While Rosse’s art shows the influence of the German Expressionists and the visionary Italian Futurist architect, Antonio Sant’Elia (1888-1916), it also presages a Chicago aesthetic.  It looks forward to the subversive illustrative art of the Hairy Who, the windowed cities of Roger Brown’s Imagist paintings, and even to the nostalgic, compartmented imagery of Chris Ware.  Most importantly, however, Rosse’s imagery visualizes Hecht’s own colorful descriptions in 1,001 Afternoons in Chicago of the city’s built environment as “a merry-go-round of rooftops, skyscrapers bristling like cubistic bayonets…[and] buildings like black and white checkered pythons standing on their tails….”  

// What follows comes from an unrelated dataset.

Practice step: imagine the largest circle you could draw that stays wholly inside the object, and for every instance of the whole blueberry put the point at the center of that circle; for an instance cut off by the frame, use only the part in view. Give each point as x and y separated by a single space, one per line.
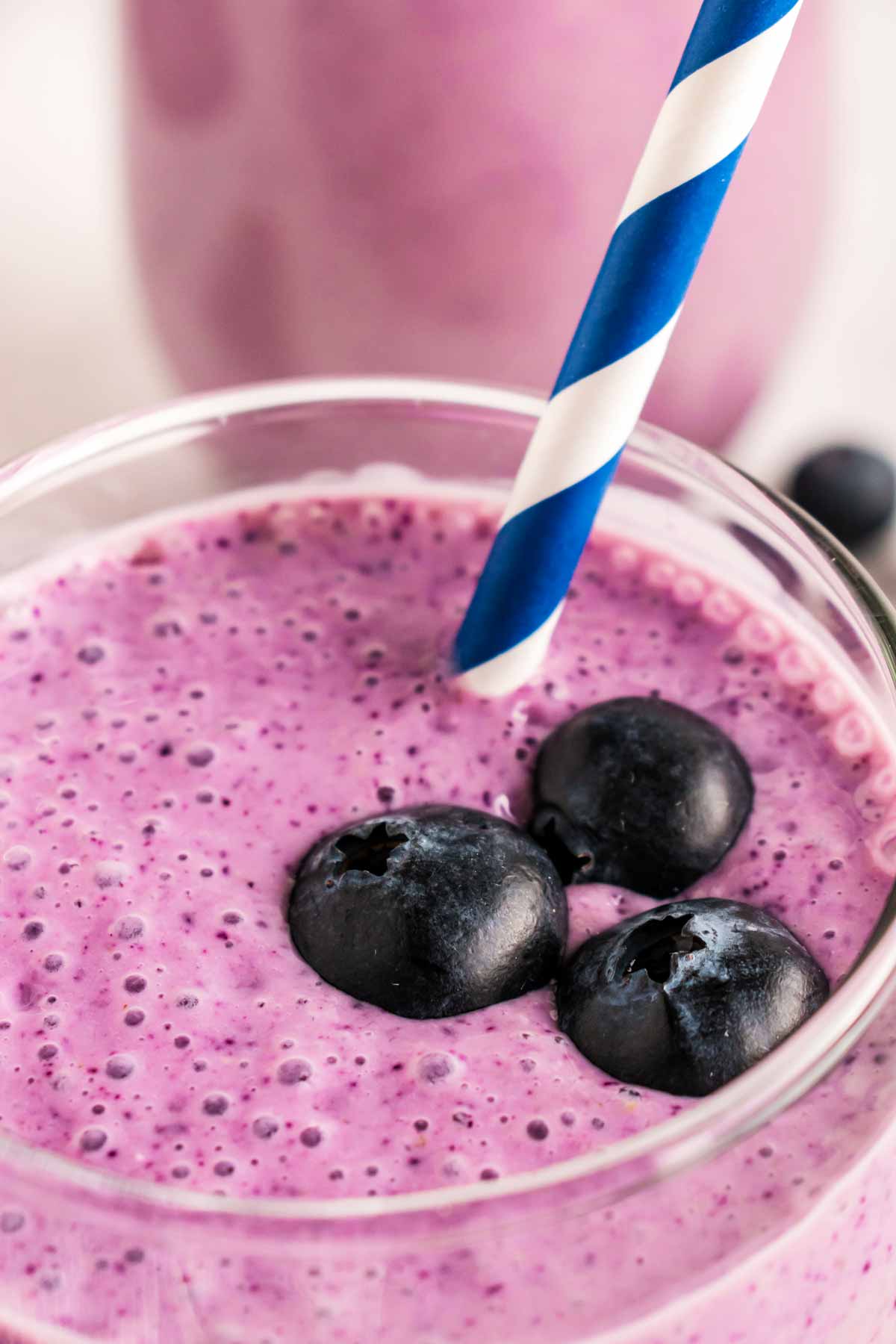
430 912
849 491
687 996
641 793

Unsurprisingly, given the look of his art, the Dutch-born Rosse (1887-1965) was an architect, theatrical designer, and art director.  Studying in Holland and London, he eventually earned his degree in architecture from Stanford University in California.  In 1918 he became head of the design department at Chicago’s School of the Art Institute.  He also took on private commissions for interiors, fabric designs, and book illustrations, and created sets for the stage in conjunction with Hecht, Kenneth Macgowan, and the Goodman Theater.  It was at this time that Rosse produced the theater-inspired drawings for 1,001 Afternoons.  Like Hecht, Rosse was lured to Hollywood, where he became an accomplished art director and set designer on films such as Dracula and The Emperor Jones.  And like Hecht, he won an Academy Award­­ (for the art direction in the 1930 King of Jazz).  Like so much of Chicago modernism, Rosse’s illustrations for 1,001 Afternoons are both intensely specific to this city and were adaptable to the tastes and styles being realized in other metropolitan centers.